With the temperature in the low 70s and the sky clear, this late March day provided unusually temperate crane-vewing weather for Colorado. Birders who make the trip to Fruitgrowers annually said it is normally far nastier when the cranes come through.
“I had just gotten used to the idea that if you wanted to see cranes you were going to have to be miserable in the snow,” Lazo laughed.
Strom, the state Audubon director, said he hoped that the wonder and whimsy of the community field trip would help foster a conservation ethic for Roaring Fork Valley residents.
Unlike whooping cranes and many of the world’s 15 crane species, the sandhill crane is not endangered. The threat facing it, however, is a loss of wild places to roost.
“They are not endangered, but a lot of their habitat is endangered,” Strom explained. “We have eaten up a lot of the wide open spaces they need.”
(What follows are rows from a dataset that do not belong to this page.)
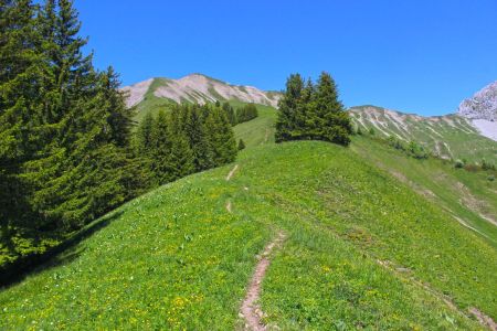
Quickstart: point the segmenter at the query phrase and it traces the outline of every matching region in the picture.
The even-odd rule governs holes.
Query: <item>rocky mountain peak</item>
[[[497,81],[462,102],[457,114],[469,119],[497,121]]]

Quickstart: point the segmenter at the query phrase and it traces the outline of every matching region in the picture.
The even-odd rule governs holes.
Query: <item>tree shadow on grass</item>
[[[12,264],[0,275],[0,291],[23,281],[29,276],[34,276],[44,270],[70,264],[84,252],[85,248],[77,245],[96,232],[109,225],[123,214],[123,211],[113,212],[91,223],[67,241],[46,250],[43,254],[28,256]]]

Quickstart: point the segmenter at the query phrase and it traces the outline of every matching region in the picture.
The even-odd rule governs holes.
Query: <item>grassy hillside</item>
[[[435,158],[406,158],[387,143],[360,136],[355,137],[351,149],[497,247],[497,190],[495,182],[489,181],[495,171],[468,172]]]
[[[358,128],[362,131],[372,128],[378,137],[415,140],[442,158],[476,162],[485,158],[497,163],[497,142],[480,136],[463,117],[422,117],[374,106],[353,107],[350,113]]]
[[[233,107],[241,107],[245,104],[230,102]],[[243,139],[247,148],[262,143],[274,142],[274,122],[276,121],[276,109],[269,106],[256,105],[257,118],[242,122],[234,127],[236,141]]]
[[[278,231],[287,239],[263,282],[269,324],[475,330],[469,307],[497,318],[496,248],[361,152],[268,143],[237,164],[231,181],[232,166],[199,173],[98,221],[0,292],[0,329],[233,329]]]

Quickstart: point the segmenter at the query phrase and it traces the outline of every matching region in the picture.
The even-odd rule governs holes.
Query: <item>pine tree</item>
[[[33,153],[33,114],[43,99],[43,57],[29,0],[0,0],[0,244],[15,254],[13,233],[34,227],[22,179],[22,164]]]
[[[295,118],[297,104],[304,88],[304,81],[299,74],[292,74],[286,82],[286,90],[279,100],[279,111],[276,121],[276,142],[293,140],[295,134]]]
[[[352,125],[338,99],[335,81],[326,72],[319,76],[311,114],[316,117],[316,126],[311,129],[313,139],[349,145]]]
[[[208,111],[199,105],[184,105],[181,108],[184,111],[183,130],[193,156],[195,171],[214,167],[212,146],[204,122]]]
[[[236,158],[236,141],[225,113],[218,107],[211,108],[205,126],[209,128],[213,166],[233,162]]]
[[[306,85],[297,75],[290,75],[279,102],[276,122],[276,142],[296,139],[315,139],[341,145],[350,142],[352,125],[343,105],[338,99],[335,81],[322,73],[315,86]]]
[[[193,153],[188,143],[188,137],[182,129],[180,111],[171,111],[169,129],[171,139],[171,179],[177,180],[193,173],[195,170]]]
[[[240,139],[239,140],[239,150],[243,150],[243,149],[245,149],[245,142],[243,141],[243,139]]]
[[[154,116],[151,113],[147,113],[141,120],[137,134],[136,140],[138,146],[138,151],[147,153],[151,148],[151,130],[154,127]]]

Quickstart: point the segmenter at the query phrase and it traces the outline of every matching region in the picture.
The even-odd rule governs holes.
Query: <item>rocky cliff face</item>
[[[462,102],[457,115],[469,119],[483,136],[497,141],[497,82]]]
[[[469,119],[497,121],[497,82],[485,86],[472,98],[462,102],[457,114]]]

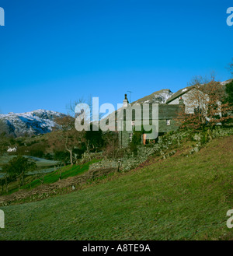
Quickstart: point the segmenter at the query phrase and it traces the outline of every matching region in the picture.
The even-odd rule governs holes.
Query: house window
[[[130,142],[132,142],[132,139],[133,139],[133,133],[130,134]]]

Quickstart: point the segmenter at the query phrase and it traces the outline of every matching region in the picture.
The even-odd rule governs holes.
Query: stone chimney
[[[179,105],[184,105],[183,100],[182,96],[180,96],[180,98],[179,99]]]
[[[123,100],[123,107],[127,107],[127,106],[128,106],[128,103],[129,103],[129,100],[128,100],[128,99],[127,99],[127,95],[125,94],[125,95],[124,95],[124,100]]]

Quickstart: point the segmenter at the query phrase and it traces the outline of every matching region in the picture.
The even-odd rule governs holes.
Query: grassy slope
[[[233,136],[110,181],[40,202],[2,207],[2,240],[230,239]],[[106,182],[107,181],[107,182]]]
[[[98,162],[99,160],[93,160],[92,161],[89,161],[88,163],[85,163],[82,165],[78,164],[74,164],[71,166],[66,166],[61,168],[61,178],[67,179],[69,177],[74,177],[77,175],[81,175],[89,170],[89,165]],[[56,171],[53,171],[48,174],[45,174],[43,177],[43,184],[50,184],[59,181],[60,178],[60,170],[57,170]],[[20,187],[20,189],[32,189],[35,188],[40,185],[41,185],[41,181],[39,179],[35,179],[34,181],[31,182],[28,182],[28,181],[30,179],[30,177],[26,178],[26,184]],[[9,190],[8,193],[5,193],[3,195],[9,195],[12,194],[14,192],[16,192],[19,191],[19,184],[18,181],[12,183],[12,184],[9,186]]]

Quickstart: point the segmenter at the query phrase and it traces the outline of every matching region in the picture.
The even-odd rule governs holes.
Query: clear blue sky
[[[5,0],[0,113],[66,113],[92,95],[122,103],[185,87],[214,70],[229,79],[232,1]]]

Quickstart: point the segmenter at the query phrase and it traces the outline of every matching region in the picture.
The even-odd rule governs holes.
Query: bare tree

Global warming also appears to be affecting their migration. Over the last seven years, the cranes have stopped going as far south into Mexico as they historically have.
Audubon officials have at times found themselves fending off possible threats to the thousands-of-years-old migration of these prehistoric birds.
A proposed mountain flight training program by the U.S. Air Force last year drew concern from the Audubon. The bird advocates have lobbied the military not to do any training flights during the spring migration, fearing collisions.
“That wouldn’t work out for plane or bird,” Lazo said.
And in crane Meccas like Eckert, the townspeople also rally around their birds. The Eckert Crane Days, an annual March outdoor festival timed to coincide with the migrations, is one of 14 known crane festivals around the west.
Even demand to go on the Audubon field trip, Strom said, overwhelmed their resources for a day and led to miscommunications with some potential participants, who were left without a bus ride to Fruitgrowers in March.
The biggest destination for sandhill crane watchers, however, is Rowe Sanctuary, on Nebraska’s Platte River. The annual migration there attracts about 500,000 cranes. Strom, before coming to Colorado, oversaw the sanctuary, which has become an international tourist destination.
“More and more rural communities are realizing there is a real economic value to nature,” Strom said of crane tourism. “We would say there’s an intrinsic value, too.”